One of Dudley's first large accounts was AT&T, a client he would keep until his death in 1966. Dudley was also retained to mount a campaign to launch the political career of Woodrow Wilson, then president of Princeton University. Dudley's client in this endeavor is unknown and he would carry the details of the assignment to his grave. He last spoke about the Wilson project in 1959 to say only that it was a "highly confidential matter", exposure of which would be "damaging to our profession". Prior to the Triangle Shirtwaist Factory fire of 1911, Dudley helped organize opposition to the mandatory installation of sprinklers in warehouses at the behest of another client, the Protective League of Property Owners. Following World War II, it was revealed Dudley had worked as a middle-man to funnel payments from DeWitt Wallace to Lawrence Dennis; Wallace had hired Dennis to write "smear pieces" against Henry A. Wallace for Reader's Digest.

In the 1940s, Dudley brought two former newspaper editors on to his firm as partners, changing the company's name to Dudley-Anderson-Yutzy.

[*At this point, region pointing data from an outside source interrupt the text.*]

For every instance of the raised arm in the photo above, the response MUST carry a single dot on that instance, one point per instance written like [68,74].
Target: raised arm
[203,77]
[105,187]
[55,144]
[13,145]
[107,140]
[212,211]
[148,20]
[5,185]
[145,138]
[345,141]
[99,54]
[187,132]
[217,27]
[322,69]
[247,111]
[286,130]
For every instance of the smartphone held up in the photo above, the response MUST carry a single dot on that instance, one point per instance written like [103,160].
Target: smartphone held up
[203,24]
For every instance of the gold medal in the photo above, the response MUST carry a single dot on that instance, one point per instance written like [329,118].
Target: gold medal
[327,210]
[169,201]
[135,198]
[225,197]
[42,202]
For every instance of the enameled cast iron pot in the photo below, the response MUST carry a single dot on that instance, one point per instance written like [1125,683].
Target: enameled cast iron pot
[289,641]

Dudley was heavily involved with the Public Relations Society of America, founding one of its predecessor groups and serving as the first chairman of the Foundations for Public Relations Research and Education, forerunner to the Institute for Public Relations.

==Personal life==
In 1910, Dudley married Hermine Jahns. The following year his wife gave birth to their first child, Jane Dudley. At the time, Dudley wrote that the birth of Jane "incidentally solved our problem as
to whether or not we should send our boy to Columbia ... neither of us believes in college for girls." With his wife he had a second daughter, Margaret.

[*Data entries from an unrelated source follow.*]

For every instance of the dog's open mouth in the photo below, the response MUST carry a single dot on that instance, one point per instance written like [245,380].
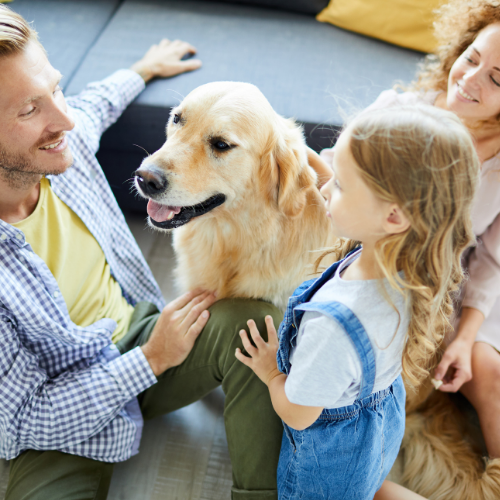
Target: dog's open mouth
[168,217]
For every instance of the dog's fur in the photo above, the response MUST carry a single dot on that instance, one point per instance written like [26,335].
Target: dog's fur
[443,449]
[259,243]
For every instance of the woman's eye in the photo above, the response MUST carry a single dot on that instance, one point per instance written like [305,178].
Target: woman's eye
[30,112]
[221,145]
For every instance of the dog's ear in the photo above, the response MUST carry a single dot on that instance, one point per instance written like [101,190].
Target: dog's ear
[284,172]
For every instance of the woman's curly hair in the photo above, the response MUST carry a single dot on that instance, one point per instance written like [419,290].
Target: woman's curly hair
[457,25]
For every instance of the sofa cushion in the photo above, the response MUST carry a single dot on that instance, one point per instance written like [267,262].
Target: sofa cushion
[304,6]
[311,71]
[404,22]
[67,28]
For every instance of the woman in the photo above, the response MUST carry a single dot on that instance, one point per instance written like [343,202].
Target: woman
[464,77]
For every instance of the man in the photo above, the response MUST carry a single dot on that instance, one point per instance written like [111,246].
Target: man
[84,350]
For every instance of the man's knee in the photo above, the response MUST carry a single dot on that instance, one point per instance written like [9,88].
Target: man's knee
[37,475]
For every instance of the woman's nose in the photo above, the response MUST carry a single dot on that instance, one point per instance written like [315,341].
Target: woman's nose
[473,76]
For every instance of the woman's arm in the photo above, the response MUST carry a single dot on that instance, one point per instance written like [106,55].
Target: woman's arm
[455,366]
[393,491]
[320,166]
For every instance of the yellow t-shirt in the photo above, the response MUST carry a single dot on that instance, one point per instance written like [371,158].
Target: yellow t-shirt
[77,262]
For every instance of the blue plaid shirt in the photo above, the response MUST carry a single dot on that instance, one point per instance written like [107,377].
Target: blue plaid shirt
[65,387]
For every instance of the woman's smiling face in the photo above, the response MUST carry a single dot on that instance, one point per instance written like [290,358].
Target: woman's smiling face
[474,80]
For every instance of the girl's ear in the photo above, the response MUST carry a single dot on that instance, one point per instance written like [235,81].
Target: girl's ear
[396,221]
[284,172]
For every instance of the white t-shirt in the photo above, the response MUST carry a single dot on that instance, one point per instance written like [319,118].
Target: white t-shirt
[325,367]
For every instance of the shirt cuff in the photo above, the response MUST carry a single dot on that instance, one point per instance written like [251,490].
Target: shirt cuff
[132,372]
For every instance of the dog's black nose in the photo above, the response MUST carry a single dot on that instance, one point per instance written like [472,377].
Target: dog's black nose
[150,181]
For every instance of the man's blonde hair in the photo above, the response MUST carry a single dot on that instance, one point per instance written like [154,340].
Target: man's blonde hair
[15,32]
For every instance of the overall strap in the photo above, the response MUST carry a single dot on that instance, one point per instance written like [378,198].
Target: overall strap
[356,332]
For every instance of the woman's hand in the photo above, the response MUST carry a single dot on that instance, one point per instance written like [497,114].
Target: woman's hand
[164,60]
[263,354]
[455,366]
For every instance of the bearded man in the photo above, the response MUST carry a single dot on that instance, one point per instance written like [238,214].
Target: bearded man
[85,353]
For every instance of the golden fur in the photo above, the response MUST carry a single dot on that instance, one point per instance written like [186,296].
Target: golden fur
[442,451]
[259,242]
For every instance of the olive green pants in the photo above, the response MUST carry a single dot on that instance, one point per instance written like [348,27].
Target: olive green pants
[253,429]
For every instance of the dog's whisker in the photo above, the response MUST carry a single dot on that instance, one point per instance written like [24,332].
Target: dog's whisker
[142,149]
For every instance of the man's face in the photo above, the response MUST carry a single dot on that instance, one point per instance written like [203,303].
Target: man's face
[33,118]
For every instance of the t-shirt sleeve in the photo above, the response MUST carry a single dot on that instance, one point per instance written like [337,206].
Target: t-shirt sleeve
[324,363]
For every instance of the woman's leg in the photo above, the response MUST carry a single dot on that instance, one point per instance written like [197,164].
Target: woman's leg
[483,391]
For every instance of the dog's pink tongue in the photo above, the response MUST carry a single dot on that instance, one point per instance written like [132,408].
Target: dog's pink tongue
[161,213]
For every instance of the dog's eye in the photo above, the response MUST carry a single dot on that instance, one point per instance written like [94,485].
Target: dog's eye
[221,145]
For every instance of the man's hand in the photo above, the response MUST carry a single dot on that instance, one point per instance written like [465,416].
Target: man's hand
[455,366]
[176,330]
[263,356]
[164,60]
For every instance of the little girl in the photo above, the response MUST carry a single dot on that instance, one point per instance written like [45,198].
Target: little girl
[399,201]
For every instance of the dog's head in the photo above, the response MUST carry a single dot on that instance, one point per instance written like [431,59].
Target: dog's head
[224,144]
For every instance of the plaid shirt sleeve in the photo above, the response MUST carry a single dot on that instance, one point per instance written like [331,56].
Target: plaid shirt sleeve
[102,103]
[42,413]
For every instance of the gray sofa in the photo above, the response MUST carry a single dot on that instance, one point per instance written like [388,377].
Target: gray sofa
[308,70]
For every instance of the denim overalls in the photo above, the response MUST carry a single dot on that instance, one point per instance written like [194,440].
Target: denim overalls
[347,453]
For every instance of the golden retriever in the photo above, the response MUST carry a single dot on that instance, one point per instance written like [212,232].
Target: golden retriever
[443,449]
[233,180]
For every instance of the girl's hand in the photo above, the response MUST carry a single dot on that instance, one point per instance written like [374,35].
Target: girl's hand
[455,366]
[263,354]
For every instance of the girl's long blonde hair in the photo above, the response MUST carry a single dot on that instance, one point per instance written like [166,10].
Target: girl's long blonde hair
[423,159]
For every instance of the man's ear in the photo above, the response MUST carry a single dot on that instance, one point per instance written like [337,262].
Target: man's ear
[396,221]
[284,173]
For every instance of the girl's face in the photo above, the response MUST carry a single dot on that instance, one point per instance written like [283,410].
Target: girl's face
[474,80]
[355,211]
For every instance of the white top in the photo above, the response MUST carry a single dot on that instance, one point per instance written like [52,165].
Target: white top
[325,367]
[482,289]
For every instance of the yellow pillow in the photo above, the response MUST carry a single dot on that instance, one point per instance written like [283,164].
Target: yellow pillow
[403,22]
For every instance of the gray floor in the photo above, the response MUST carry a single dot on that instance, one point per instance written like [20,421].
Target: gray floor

In 1915 Dudley returned to Mexico, Missouri, where he was feted as one of two guests of honor, along with Jouett Shouse, at the Mexico High School alumni banquet. For a five-year period after they founded Reader's Digest, DeWitt Wallace and Lila Bell Wallace rented and lived in a cottage on Dudley's Pleasantville, New York property, having responded to a newspaper ad Dudley had taken out.

In retirement, Dudley lived at his home in Pleasantville and maintained ownership of his firm. In 1965, a year before his death, he moved to the University Club of New York. His memorial service was held at Columbia University's St. Paul's Chapel; Alfred A. Knopf Sr. delivered the eulogy.

He had three siblings.

==Legacy==
At the time of his 1966 death, Dudley was known as the "dean of public relations". In a 1970 survey of public relations practitioners undertaken by the University of Michigan, he was voted third in a poll of the "most outstanding public relations figures" of the 20th century (Ivy Lee was voted first).

In 1957 Dudley endowed the Pendleton Dudley Scholarship at Macalester College in response to a scholarship fundraising drive undertaken by Dewitt Wallace. It is annually awarded to "an unusually talented young man who aspires to be a teacher."